La directora de la Fundación Mujeres, Marisa Soleto, achaca esto a que la reforma del actual Código Penal en el que se comenzó a contemplar este agravante entró en vigor en julio de ese mismo 2015. “El debate se ha comenzado a abrir entre jueces y fiscales, pero sobre todo a partir de mediados del pasado 2016”, especifica a Diario16.com. “La pregunta es si a los homicidios por violencia de género se les debe aplicar el agravante contemplado en el artículo 22 del Código Penal”, añade Soleto.

El estudio parte de las 47 sentencias recopiladas. De ellas, 38 lo son por violencia de género (un hombre asesina a una mujer) y nueve por violencia doméstica (cuando las víctimas han sido hombres). En todas ellas, el crimen es atribuible a la persona contra la que se ha dirigido la acusación.

La evidente desproporción de los feminicidios, 81 % del total, sobre los casos de violencia doméstica deja bien claro que la raíz de esta lacra es el género y es “asimétrico” en cuanto al sexo de sus autores, como recalcan los expertos autores del estudio del Poder Judicial.

En este informe periódico realizado a instancias del Observatorio contra la violencia doméstica y de género se incluyó a partir de septiembre de 2016 a los menores asesinados. El 95% de los hombres acusados de asesinato u homicidio fueron condenados, pero ninguno de ellos llevó aparejada en su condena el agravante de violencia de género pese a la evidencia de que estamos ante casos en los que mayoritariamente los malos tratos habituales han derivado en feminicidio.
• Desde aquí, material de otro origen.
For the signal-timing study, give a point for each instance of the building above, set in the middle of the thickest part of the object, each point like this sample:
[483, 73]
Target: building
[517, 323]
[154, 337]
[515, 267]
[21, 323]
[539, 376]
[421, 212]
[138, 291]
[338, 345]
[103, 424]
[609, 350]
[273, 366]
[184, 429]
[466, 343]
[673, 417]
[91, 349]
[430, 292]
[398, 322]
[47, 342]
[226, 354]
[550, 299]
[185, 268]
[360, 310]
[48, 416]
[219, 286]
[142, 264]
De todas las condenas, en 29 de ellas se contempló una sentencia condenatoria por un delito de asesinato, y las penas oscilaron entre 13 años (un caso) y los 25 años de pena de privación de libertad (dos casos). La media de años de condena se ha incrementado de los 18 años de prisión en 2014 a los 20 años de 2015.

Las circunstancias agravantes que concurren en estos crímenes machistas contemplan en una inmensa mayoría el grado de parentesco (78% de los casos). A continuación le siguen en un 33% los casos tanto de alevosía como de abuso de superioridad y de confianza. El ensañamiento sólo se contempló en una sentencia y en otra no hubo ningún tipo de agravante.

Del total de penas accesorias destaca por encima de todas la genérica de inhabilitación absoluta. Se ha dictado en cinco de los ocho casos sentenciados con condena. Solo en un caso se contempla la privación de la patria potestad. “Aún está por ver si se incrementa este porcentaje como consecuencia de la reforma de la ley de protección del menor”, indica la directora de la Fundación Mujeres. El informe asegura que “se registra un aumento sobre las sentencias que condenan con la inhabilitación especial para el ejercicio de la patria potestad o con la privación de la misma, el 19%”.

El estudio de los expertos también detalla que se podría haber impuesto la pena de prisión permanente revisable en seis casos (el 75% de las sentencias) si hubieran ocurrido los crímenes enjuiciados tras la entrada en vigor de la LO 1/2015 de reforma del Código Penal.